Il raconta avec beaucoup de sincérité comment c’était à la suite d’une tentative de contrebande de sa part ; comment, après avoir recouvré sa liberté, il avait rompu avec ses antécédents ; comment, dans une auberge de Châlon-sur-Saône, Au Point du Jour, il avait été réveillé par ce même assassin, qui prenait alors le nom de Lagnier, bien qu’auparavant il se fût appelé Rigaud ; comment l’assassin lui avait proposé de s’associer avec lui ; mais il le craignait et le détestait tant, qu’il s’était enfui de l’auberge avant le jour, tremblant toujours depuis de voir apparaître l’assassin qui pourrait venir le réclamer pour son ami. Tandis qu’il achevait ce récit avec beaucoup de vivacité, et en appuyant d’une façon tout italienne sur le mot assassin (ce qui ne contribuait pas à le rendre moins terrible pour Clennam), il se redressa tout à coup, se jeta de nouveau sur l’affiche, et répéta avec une véhémence qu’on eût prise pour de la folie chez un homme du Nord :

« C’est bien ce même assassin. C’est lui ! »
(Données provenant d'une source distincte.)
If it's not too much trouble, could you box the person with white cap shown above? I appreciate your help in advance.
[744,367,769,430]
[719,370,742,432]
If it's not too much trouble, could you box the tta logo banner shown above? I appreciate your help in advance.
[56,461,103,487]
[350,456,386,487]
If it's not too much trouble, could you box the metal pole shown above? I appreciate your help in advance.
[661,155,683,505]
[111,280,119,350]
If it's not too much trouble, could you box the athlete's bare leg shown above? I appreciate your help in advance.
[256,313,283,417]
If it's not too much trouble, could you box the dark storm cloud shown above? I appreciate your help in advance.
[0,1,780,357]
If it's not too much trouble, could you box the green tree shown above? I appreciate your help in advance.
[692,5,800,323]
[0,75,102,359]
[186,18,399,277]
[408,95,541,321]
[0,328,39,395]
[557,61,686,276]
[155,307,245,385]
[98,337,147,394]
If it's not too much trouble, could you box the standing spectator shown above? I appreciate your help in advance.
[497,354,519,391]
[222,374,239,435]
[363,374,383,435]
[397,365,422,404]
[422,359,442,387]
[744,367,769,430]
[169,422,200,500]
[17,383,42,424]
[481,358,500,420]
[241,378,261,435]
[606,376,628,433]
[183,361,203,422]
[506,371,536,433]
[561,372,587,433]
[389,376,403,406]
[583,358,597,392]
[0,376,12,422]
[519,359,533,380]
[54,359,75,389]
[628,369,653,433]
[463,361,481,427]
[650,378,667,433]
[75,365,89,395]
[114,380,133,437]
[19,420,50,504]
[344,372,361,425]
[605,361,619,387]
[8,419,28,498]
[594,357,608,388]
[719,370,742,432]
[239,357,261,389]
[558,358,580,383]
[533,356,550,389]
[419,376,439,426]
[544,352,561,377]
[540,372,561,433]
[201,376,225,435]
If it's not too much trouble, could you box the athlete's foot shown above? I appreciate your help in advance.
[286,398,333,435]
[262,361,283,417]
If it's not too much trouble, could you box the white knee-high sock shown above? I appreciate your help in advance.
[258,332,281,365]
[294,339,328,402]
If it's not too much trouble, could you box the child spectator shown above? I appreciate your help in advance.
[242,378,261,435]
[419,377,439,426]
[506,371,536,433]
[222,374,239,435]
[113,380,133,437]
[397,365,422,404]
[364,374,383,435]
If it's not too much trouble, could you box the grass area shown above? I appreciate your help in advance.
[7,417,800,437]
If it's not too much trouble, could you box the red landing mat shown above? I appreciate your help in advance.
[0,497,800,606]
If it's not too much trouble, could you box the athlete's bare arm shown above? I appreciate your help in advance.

Dans cet élan d’indignation, il avait d’abord oublié qu’il avait récemment aperçu l’assassin à Londres même. Lorsqu’il se rappela ce fait, Arthur espéra d’abord que c’était un fait postérieur à la dernière visite que Blandois ou Lagnier ou Rigaud avait rendue à Mme  Clennam ; mais Cavalletto donna des renseignements trop précis sur l’époque et le lieu de cette rencontre pour lui laisser le moindre espoir à ce sujet.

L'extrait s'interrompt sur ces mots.